Küresel yatırımcıların endeksi takip etmelerindeki en önemli sebep ise ham madde taşımacılığı üzerinden küresel ticaretin canlılığının takip edilebiliyor olması. Küresel ticarette kuru yük taşımacılığına talebin yüksek olması, dünyada ham madde ticaretinin arttığının da bir işareti olarak gösteriliyor. Talebin yüksek olduğu dönemlerde doğal olarak taşımacılık fiyatları ve BDI verileri de artışa geçerken, BDI verilerindeki düşüş eğilimi ise küresel ticarette durgunluk beklentilerine işaret ediyor.

Uzmanlar, BDI verilerini yorumlarken, uzun vadeli trendlerin değerlendirilmesinin; olağan dışı artış ve azalışların izlenmesi ve nedenlerinin araştırılmasının; BDI verilerinin yardımcı bir göstergenin ötesinde değerlendirilmemesinin ve yine BDI verilerinin tek başına değerlendirilmemesinin önemli olduğunun altını çiziyor.

LONDRA METAL BORSASI

Sanayi üretiminin ana ham maddelerinden biri olan metaller, endüstri için olduğu kadar finansal piyasalarda da önemli bir yere sahip. Alüminyum, bakır, kurşun, nikel, kalay, çinko, çelik ve demir fiyatları konusunda dünyada iki önemli borsa bulunuyor: Şangay Türev İşlemler Borsası (SHFE) ve Londra Metal Borsası (LME). SHFE daha kapalı bir borsa görünümündeyken, 1877’de kurulan LME ise küresel ölçekte metal fiyatlarının belirlendiği yer olarak yatırımcılar ve imalatçıların en çok takip ettiği veri merkezi olarak dikkat çekiyor.
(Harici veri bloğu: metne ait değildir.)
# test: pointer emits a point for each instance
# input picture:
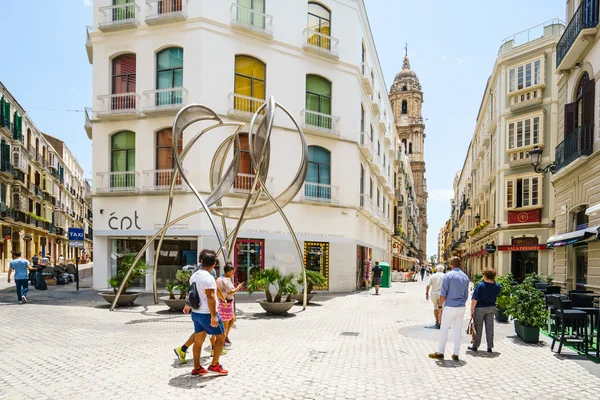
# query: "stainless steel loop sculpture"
(222, 179)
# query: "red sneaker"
(199, 371)
(217, 369)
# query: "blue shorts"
(202, 324)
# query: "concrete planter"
(300, 297)
(276, 308)
(124, 300)
(174, 304)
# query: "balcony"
(161, 102)
(251, 21)
(243, 183)
(320, 193)
(320, 124)
(578, 35)
(243, 107)
(366, 78)
(87, 125)
(119, 17)
(118, 106)
(159, 180)
(117, 182)
(166, 11)
(320, 44)
(366, 146)
(578, 143)
(88, 44)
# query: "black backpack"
(192, 298)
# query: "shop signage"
(524, 217)
(490, 248)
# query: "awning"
(570, 238)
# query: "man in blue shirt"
(20, 266)
(453, 298)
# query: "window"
(319, 22)
(318, 102)
(318, 177)
(251, 12)
(524, 133)
(165, 162)
(525, 76)
(123, 159)
(523, 192)
(250, 83)
(124, 82)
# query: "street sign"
(76, 237)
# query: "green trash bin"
(386, 277)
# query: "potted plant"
(124, 263)
(313, 279)
(181, 284)
(284, 287)
(527, 307)
(504, 297)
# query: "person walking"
(483, 306)
(21, 267)
(453, 298)
(435, 283)
(376, 273)
(226, 307)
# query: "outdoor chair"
(565, 316)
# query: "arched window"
(250, 82)
(169, 75)
(318, 102)
(319, 22)
(165, 163)
(123, 82)
(123, 159)
(318, 177)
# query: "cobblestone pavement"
(67, 345)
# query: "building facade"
(42, 190)
(406, 96)
(576, 151)
(503, 211)
(318, 59)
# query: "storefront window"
(316, 258)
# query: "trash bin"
(386, 277)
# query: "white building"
(318, 59)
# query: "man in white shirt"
(435, 283)
(206, 319)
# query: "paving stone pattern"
(63, 345)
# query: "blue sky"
(452, 47)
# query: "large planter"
(126, 299)
(527, 333)
(300, 297)
(501, 315)
(276, 308)
(174, 304)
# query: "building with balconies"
(318, 59)
(576, 149)
(33, 167)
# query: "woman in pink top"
(226, 309)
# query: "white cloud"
(441, 194)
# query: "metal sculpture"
(221, 181)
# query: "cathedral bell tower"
(406, 97)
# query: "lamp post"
(536, 157)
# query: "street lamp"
(536, 158)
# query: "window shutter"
(588, 102)
(570, 118)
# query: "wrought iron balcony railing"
(578, 143)
(586, 16)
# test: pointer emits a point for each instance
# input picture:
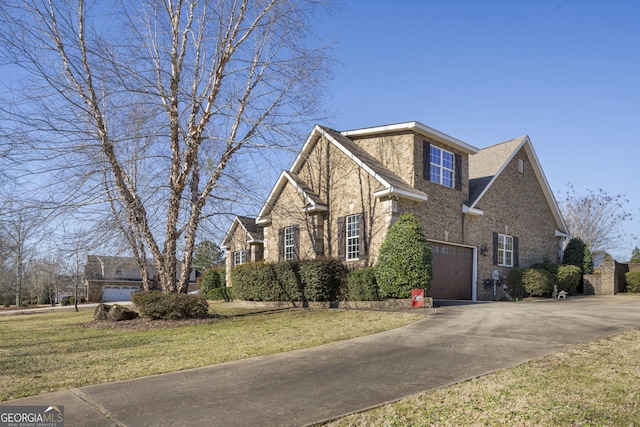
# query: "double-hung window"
(505, 250)
(289, 244)
(239, 257)
(352, 225)
(441, 166)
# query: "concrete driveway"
(455, 343)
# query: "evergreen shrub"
(210, 281)
(362, 285)
(633, 281)
(568, 278)
(514, 283)
(173, 306)
(323, 280)
(537, 281)
(405, 260)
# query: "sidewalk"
(84, 306)
(304, 387)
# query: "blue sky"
(566, 73)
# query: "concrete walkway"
(455, 343)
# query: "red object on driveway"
(417, 298)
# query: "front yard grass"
(592, 384)
(46, 352)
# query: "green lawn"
(57, 350)
(593, 384)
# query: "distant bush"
(287, 286)
(44, 298)
(537, 281)
(633, 281)
(405, 260)
(319, 280)
(210, 281)
(7, 300)
(219, 294)
(173, 306)
(362, 285)
(514, 283)
(568, 278)
(251, 281)
(323, 280)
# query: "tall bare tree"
(596, 218)
(208, 80)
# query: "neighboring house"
(111, 278)
(483, 211)
(243, 243)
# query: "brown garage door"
(452, 272)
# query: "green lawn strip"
(51, 351)
(592, 384)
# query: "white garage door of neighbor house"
(118, 293)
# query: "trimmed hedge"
(219, 294)
(538, 281)
(321, 280)
(173, 306)
(633, 281)
(568, 278)
(210, 281)
(514, 282)
(405, 260)
(362, 285)
(252, 280)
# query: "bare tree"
(209, 81)
(21, 228)
(596, 218)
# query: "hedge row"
(321, 280)
(633, 281)
(173, 306)
(540, 279)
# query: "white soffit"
(418, 128)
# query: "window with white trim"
(352, 226)
(239, 257)
(442, 166)
(505, 250)
(289, 244)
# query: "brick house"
(114, 278)
(484, 211)
(243, 243)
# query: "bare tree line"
(138, 120)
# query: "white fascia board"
(263, 221)
(471, 211)
(232, 229)
(419, 128)
(495, 177)
(353, 157)
(260, 219)
(391, 191)
(301, 191)
(302, 155)
(546, 188)
(315, 208)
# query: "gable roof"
(419, 128)
(255, 232)
(486, 166)
(313, 202)
(390, 183)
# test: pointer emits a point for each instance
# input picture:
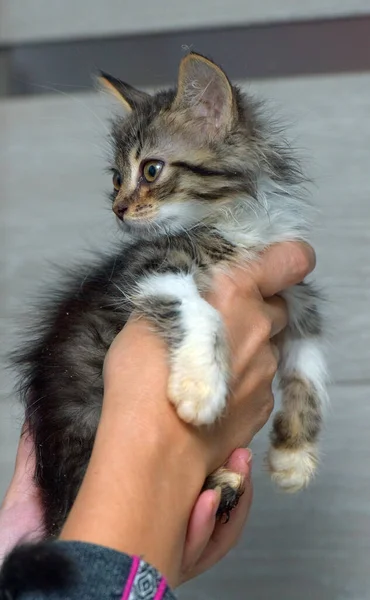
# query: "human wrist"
(140, 487)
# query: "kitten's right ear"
(125, 93)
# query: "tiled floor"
(314, 546)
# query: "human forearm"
(145, 472)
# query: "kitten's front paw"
(292, 470)
(197, 387)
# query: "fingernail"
(248, 458)
(217, 499)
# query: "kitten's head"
(184, 157)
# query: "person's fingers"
(275, 270)
(22, 485)
(277, 312)
(282, 266)
(201, 525)
(226, 535)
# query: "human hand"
(21, 512)
(253, 315)
(208, 540)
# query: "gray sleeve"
(78, 571)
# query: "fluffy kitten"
(200, 179)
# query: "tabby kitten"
(200, 179)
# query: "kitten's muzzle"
(120, 208)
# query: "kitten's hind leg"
(198, 382)
(293, 454)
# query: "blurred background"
(311, 61)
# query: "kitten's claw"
(232, 488)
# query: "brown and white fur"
(201, 179)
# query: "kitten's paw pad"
(197, 388)
(292, 470)
(232, 488)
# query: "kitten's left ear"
(124, 92)
(204, 89)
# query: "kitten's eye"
(151, 170)
(117, 180)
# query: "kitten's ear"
(204, 88)
(124, 92)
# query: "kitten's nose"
(120, 209)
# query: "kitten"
(200, 178)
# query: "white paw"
(293, 470)
(197, 386)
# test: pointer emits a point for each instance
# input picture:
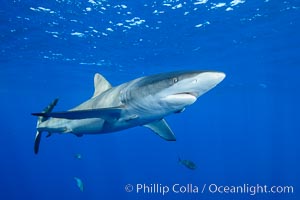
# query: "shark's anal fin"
(104, 113)
(162, 129)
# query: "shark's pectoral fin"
(104, 113)
(101, 85)
(162, 129)
(37, 141)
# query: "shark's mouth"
(185, 98)
(187, 94)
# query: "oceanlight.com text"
(176, 188)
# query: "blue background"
(245, 131)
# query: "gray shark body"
(142, 102)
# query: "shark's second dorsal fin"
(100, 84)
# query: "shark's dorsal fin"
(100, 84)
(162, 129)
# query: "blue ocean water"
(244, 132)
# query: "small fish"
(187, 163)
(79, 183)
(78, 156)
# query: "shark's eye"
(175, 80)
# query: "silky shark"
(145, 101)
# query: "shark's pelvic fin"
(104, 113)
(162, 129)
(41, 119)
(100, 84)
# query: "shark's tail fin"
(41, 119)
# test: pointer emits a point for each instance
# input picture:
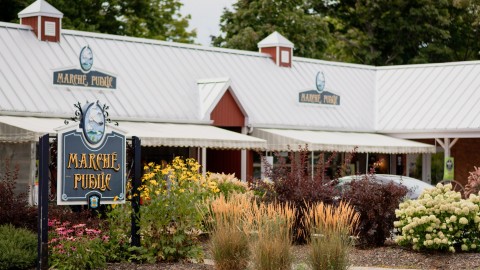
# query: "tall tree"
(252, 20)
(386, 32)
(157, 19)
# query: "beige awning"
(334, 141)
(27, 129)
(18, 129)
(190, 135)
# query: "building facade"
(222, 106)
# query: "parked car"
(415, 186)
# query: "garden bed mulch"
(389, 256)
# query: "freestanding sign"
(91, 160)
(448, 171)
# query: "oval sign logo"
(86, 58)
(93, 123)
(320, 81)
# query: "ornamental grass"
(230, 225)
(273, 225)
(331, 230)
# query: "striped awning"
(335, 141)
(26, 129)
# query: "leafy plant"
(76, 246)
(376, 202)
(14, 208)
(473, 185)
(331, 231)
(119, 220)
(171, 215)
(440, 220)
(18, 247)
(294, 183)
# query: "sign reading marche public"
(85, 76)
(91, 160)
(319, 96)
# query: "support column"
(42, 248)
(136, 182)
(204, 161)
(427, 167)
(447, 145)
(243, 159)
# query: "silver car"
(415, 186)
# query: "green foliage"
(228, 183)
(18, 248)
(75, 246)
(156, 19)
(376, 202)
(119, 219)
(14, 207)
(473, 184)
(440, 220)
(252, 21)
(294, 183)
(401, 32)
(171, 218)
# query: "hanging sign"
(319, 95)
(85, 76)
(91, 160)
(448, 171)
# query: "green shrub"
(18, 248)
(440, 220)
(14, 208)
(171, 217)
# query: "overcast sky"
(205, 17)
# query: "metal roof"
(169, 82)
(429, 98)
(158, 81)
(275, 39)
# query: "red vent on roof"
(279, 48)
(44, 19)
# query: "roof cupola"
(44, 19)
(280, 48)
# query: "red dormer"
(280, 48)
(45, 20)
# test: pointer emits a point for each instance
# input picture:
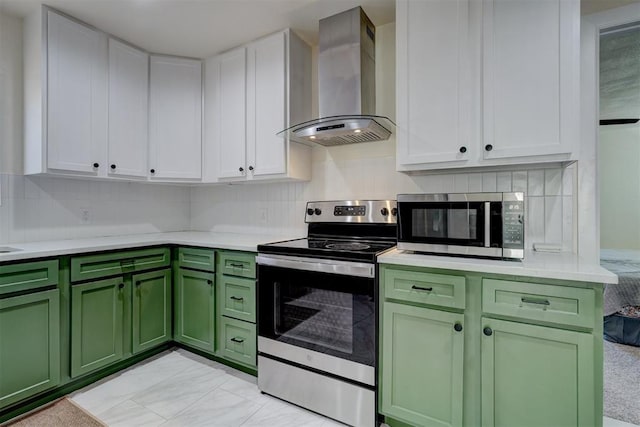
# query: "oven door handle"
(346, 268)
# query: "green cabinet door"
(97, 310)
(422, 365)
(536, 376)
(151, 309)
(194, 309)
(29, 345)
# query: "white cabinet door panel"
(232, 101)
(128, 110)
(433, 82)
(529, 98)
(267, 94)
(175, 121)
(76, 96)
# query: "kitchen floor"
(179, 388)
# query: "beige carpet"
(622, 382)
(62, 413)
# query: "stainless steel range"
(317, 310)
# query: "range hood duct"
(346, 85)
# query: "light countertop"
(231, 241)
(562, 266)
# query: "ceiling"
(201, 28)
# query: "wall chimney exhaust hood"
(346, 85)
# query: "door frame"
(588, 187)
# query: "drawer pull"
(535, 301)
(420, 288)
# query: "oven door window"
(447, 223)
(328, 313)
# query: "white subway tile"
(553, 220)
(535, 185)
(489, 182)
(503, 181)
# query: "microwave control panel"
(513, 224)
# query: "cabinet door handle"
(527, 300)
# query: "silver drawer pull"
(420, 288)
(535, 301)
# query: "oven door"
(318, 313)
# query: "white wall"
(619, 171)
(368, 171)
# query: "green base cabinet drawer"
(561, 305)
(197, 258)
(241, 264)
(536, 376)
(151, 309)
(29, 345)
(236, 297)
(421, 370)
(27, 276)
(116, 263)
(237, 340)
(425, 288)
(97, 310)
(195, 309)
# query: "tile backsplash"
(279, 207)
(44, 208)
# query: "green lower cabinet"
(151, 309)
(536, 376)
(97, 310)
(195, 309)
(237, 341)
(29, 345)
(422, 365)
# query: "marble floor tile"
(129, 413)
(219, 408)
(167, 398)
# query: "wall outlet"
(85, 216)
(262, 215)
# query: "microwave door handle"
(487, 224)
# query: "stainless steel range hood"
(346, 85)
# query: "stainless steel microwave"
(489, 225)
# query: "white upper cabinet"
(175, 119)
(252, 93)
(434, 88)
(128, 110)
(486, 83)
(531, 72)
(76, 115)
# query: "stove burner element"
(348, 246)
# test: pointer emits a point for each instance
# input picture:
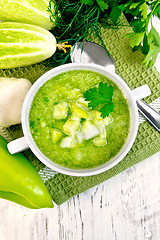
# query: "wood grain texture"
(126, 207)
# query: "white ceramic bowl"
(27, 140)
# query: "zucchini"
(27, 11)
(24, 44)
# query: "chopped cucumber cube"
(60, 111)
(68, 142)
(102, 131)
(71, 126)
(98, 120)
(99, 142)
(80, 137)
(79, 112)
(89, 129)
(74, 93)
(56, 135)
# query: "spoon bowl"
(87, 52)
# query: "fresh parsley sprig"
(100, 96)
(142, 37)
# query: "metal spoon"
(88, 52)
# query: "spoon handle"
(152, 115)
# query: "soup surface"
(70, 133)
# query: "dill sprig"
(75, 21)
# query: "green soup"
(70, 133)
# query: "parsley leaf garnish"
(141, 36)
(101, 96)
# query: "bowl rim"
(133, 119)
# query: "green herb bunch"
(78, 20)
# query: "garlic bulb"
(12, 94)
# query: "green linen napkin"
(129, 66)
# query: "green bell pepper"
(20, 182)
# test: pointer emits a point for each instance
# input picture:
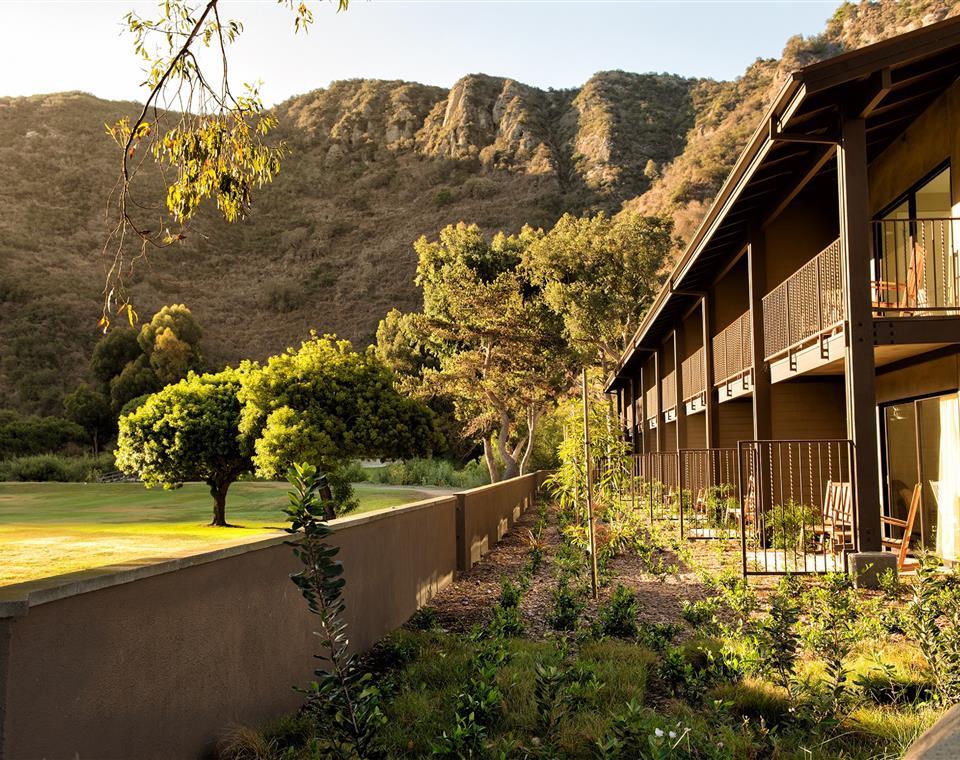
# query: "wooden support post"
(711, 412)
(587, 465)
(658, 394)
(678, 350)
(860, 372)
(756, 266)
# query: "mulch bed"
(469, 601)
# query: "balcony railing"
(651, 406)
(733, 351)
(693, 378)
(668, 387)
(808, 304)
(915, 268)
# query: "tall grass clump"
(55, 468)
(431, 472)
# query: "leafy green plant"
(932, 619)
(618, 616)
(777, 641)
(791, 526)
(343, 695)
(567, 606)
(831, 632)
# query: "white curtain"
(947, 491)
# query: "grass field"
(54, 528)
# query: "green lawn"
(53, 528)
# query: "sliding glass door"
(922, 445)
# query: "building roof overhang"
(889, 84)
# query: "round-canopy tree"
(188, 431)
(326, 404)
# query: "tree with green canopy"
(486, 339)
(171, 342)
(189, 431)
(91, 410)
(326, 404)
(210, 140)
(601, 274)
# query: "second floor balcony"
(913, 273)
(733, 358)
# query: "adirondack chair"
(749, 503)
(905, 296)
(902, 545)
(837, 525)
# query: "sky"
(59, 45)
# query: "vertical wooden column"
(658, 393)
(681, 425)
(860, 373)
(756, 268)
(711, 412)
(643, 412)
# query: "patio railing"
(915, 268)
(808, 304)
(668, 387)
(693, 376)
(797, 505)
(733, 351)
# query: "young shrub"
(778, 642)
(932, 619)
(831, 632)
(567, 607)
(618, 617)
(342, 696)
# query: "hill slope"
(374, 164)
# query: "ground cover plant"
(675, 659)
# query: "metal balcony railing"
(651, 406)
(668, 387)
(733, 351)
(692, 376)
(809, 303)
(915, 267)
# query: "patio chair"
(837, 526)
(749, 503)
(904, 296)
(902, 545)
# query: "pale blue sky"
(55, 45)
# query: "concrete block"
(866, 567)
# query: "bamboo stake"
(586, 458)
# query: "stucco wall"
(925, 144)
(484, 515)
(155, 660)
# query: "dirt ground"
(470, 599)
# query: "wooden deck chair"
(888, 295)
(837, 526)
(902, 545)
(749, 503)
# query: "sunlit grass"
(55, 528)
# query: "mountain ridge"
(374, 164)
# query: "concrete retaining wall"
(154, 660)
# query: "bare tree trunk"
(218, 490)
(533, 417)
(491, 461)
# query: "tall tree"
(495, 348)
(189, 431)
(91, 410)
(601, 275)
(326, 404)
(209, 139)
(171, 342)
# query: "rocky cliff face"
(373, 165)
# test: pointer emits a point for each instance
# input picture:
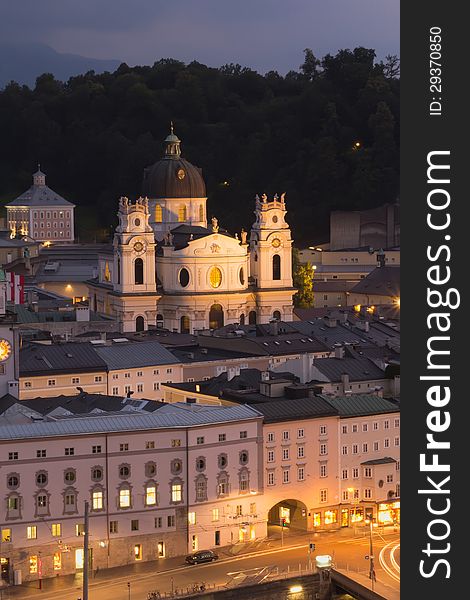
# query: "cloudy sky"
(262, 34)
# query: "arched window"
(215, 277)
(138, 271)
(276, 266)
(182, 213)
(140, 324)
(184, 324)
(216, 316)
(184, 277)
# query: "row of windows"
(286, 435)
(49, 225)
(367, 473)
(61, 214)
(366, 447)
(56, 530)
(53, 382)
(182, 213)
(364, 427)
(49, 234)
(128, 374)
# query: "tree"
(303, 281)
(391, 67)
(310, 65)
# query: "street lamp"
(372, 576)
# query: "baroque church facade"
(168, 267)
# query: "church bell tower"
(271, 259)
(134, 286)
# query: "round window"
(184, 277)
(215, 277)
(124, 471)
(41, 479)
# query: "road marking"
(389, 570)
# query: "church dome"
(173, 176)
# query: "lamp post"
(372, 576)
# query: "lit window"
(150, 495)
(215, 277)
(124, 498)
(97, 500)
(176, 492)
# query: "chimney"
(274, 327)
(339, 352)
(380, 258)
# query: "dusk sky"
(262, 34)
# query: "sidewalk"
(380, 588)
(71, 582)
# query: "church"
(170, 266)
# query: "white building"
(162, 484)
(169, 268)
(41, 214)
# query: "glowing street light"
(372, 576)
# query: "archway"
(276, 267)
(216, 316)
(139, 271)
(184, 324)
(290, 515)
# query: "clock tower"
(271, 259)
(134, 294)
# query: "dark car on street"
(201, 556)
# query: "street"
(349, 553)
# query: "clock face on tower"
(139, 247)
(5, 350)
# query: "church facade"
(169, 268)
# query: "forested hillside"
(327, 135)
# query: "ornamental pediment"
(212, 246)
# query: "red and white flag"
(15, 288)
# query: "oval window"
(184, 277)
(215, 277)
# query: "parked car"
(201, 556)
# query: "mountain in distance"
(23, 62)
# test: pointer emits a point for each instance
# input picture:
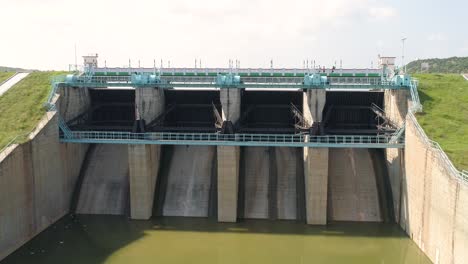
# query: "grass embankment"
(5, 75)
(445, 114)
(21, 108)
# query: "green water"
(115, 240)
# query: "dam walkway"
(215, 139)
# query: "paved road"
(12, 81)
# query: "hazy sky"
(41, 34)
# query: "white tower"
(90, 61)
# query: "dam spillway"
(273, 147)
(234, 152)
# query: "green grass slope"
(5, 75)
(445, 114)
(21, 107)
(448, 65)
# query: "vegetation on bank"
(21, 107)
(448, 65)
(5, 75)
(445, 114)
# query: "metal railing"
(448, 164)
(295, 140)
(210, 82)
(234, 69)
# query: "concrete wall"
(396, 108)
(353, 193)
(150, 103)
(106, 183)
(144, 161)
(287, 190)
(434, 207)
(313, 103)
(396, 105)
(73, 102)
(228, 159)
(35, 184)
(316, 184)
(256, 179)
(231, 104)
(144, 167)
(228, 182)
(189, 181)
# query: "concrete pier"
(189, 181)
(315, 162)
(231, 104)
(143, 168)
(228, 160)
(144, 160)
(313, 105)
(316, 185)
(353, 192)
(228, 183)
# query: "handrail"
(14, 141)
(232, 139)
(463, 174)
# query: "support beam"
(143, 168)
(228, 182)
(316, 185)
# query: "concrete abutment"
(228, 182)
(316, 185)
(143, 171)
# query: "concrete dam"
(312, 147)
(268, 181)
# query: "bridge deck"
(216, 139)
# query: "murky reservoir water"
(115, 240)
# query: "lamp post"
(403, 54)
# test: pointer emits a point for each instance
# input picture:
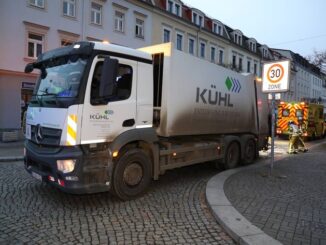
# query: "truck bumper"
(92, 172)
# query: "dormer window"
(252, 45)
(217, 28)
(237, 37)
(197, 19)
(194, 18)
(177, 9)
(173, 7)
(265, 53)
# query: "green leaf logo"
(228, 83)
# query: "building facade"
(307, 82)
(195, 33)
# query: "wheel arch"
(243, 140)
(138, 138)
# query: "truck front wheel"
(232, 156)
(132, 174)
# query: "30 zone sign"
(276, 76)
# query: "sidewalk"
(287, 207)
(12, 151)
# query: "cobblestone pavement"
(174, 211)
(290, 205)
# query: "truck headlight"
(66, 166)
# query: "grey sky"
(298, 25)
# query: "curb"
(236, 225)
(11, 159)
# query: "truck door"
(104, 119)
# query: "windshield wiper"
(45, 93)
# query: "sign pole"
(273, 133)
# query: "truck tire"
(131, 174)
(249, 152)
(232, 156)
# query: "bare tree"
(318, 59)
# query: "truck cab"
(87, 95)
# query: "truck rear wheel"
(232, 156)
(132, 174)
(249, 151)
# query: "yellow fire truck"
(310, 114)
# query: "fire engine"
(310, 115)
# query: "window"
(120, 90)
(215, 27)
(221, 57)
(248, 66)
(177, 10)
(37, 3)
(191, 46)
(240, 64)
(66, 42)
(202, 50)
(139, 28)
(238, 38)
(213, 50)
(200, 21)
(69, 7)
(179, 42)
(35, 45)
(265, 54)
(119, 20)
(173, 8)
(234, 61)
(170, 6)
(194, 18)
(252, 46)
(166, 36)
(96, 14)
(219, 29)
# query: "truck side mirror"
(108, 77)
(29, 68)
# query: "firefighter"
(300, 144)
(294, 138)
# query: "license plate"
(37, 176)
(28, 133)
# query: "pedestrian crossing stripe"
(72, 129)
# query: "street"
(174, 210)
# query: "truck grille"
(45, 136)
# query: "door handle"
(128, 123)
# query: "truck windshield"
(60, 78)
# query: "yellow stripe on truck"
(72, 130)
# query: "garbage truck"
(110, 118)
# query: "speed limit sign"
(276, 76)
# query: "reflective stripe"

Dünya metal endüstrisinin büyük bir kısmı maliyetlerini koruma altına almak için LME’yi kullanıyor. LME’de, aralarında alüminyum, bakır, çelik, kurşun ve kalayın da olduğu 15 metal işlem görürken, borsanın ortalama yıllık işlem hacmi 3,5 milyar ton, 12,7 trilyon dolar ve 157 milyon lota yakındır. Dünyanın en iyi metal piyasası olması ve metal piyasasının yüzde 80’den fazlası tarafından referans fiyat olarak alınması nedeniyle rakipsiz bir borsa sistemine sahip LME’de, diğer türev işlemler borsalarından farklı olarak aylık ve üç aylık kontratlar yerine her gün için ayrı bir kontrat açılabiliyor. Bu özelliği ile türev işlemlerden daha çok vadeli işlem (Forward) piyasasına benzeyen LME’de en aktif kontratlar ise üç aylık kontratlar ve işlem yapılan günden üç ay sonrası valör ile işlem yapılıyor. LME’de ayrıca, Londra saati ile 1.00 ile 19.00 saatleri arasında elektronik olarak işlem yapmak da mümkün. Peki LME, makine ihracatçıları için neden önemli? Çünkü ihracat için dünyada oluşan ham madde fiyatlarını bilmek ve bu fiyatların gelecek seyirlerini öngörmek, maliyetlerin belirlenmesi açısından da hayati önem taşıyor. Son olarak, ihracatçılar, üretim için elbette sadece ana ham maddeleri olan metallerin fiyatları ve ilişkili endeksleri, üretim ve satın alma gruplarıyla ilişkili özellikle enerji, kauçuk/plastik ve hizmet fiyatlarını ve ilişkili endeksleri de yakından takip etmeli. ABD’nin AB ve Çin ile sürdürdüğü küresel ticaret savaşlarının etkisiyle hızlı dalgalanmaların beklendiği emtia fiyat endekslerinin takibi, ihracatçıların maliyet hesaplamalarında güncelliği yakalamak adına önem arz ediyor.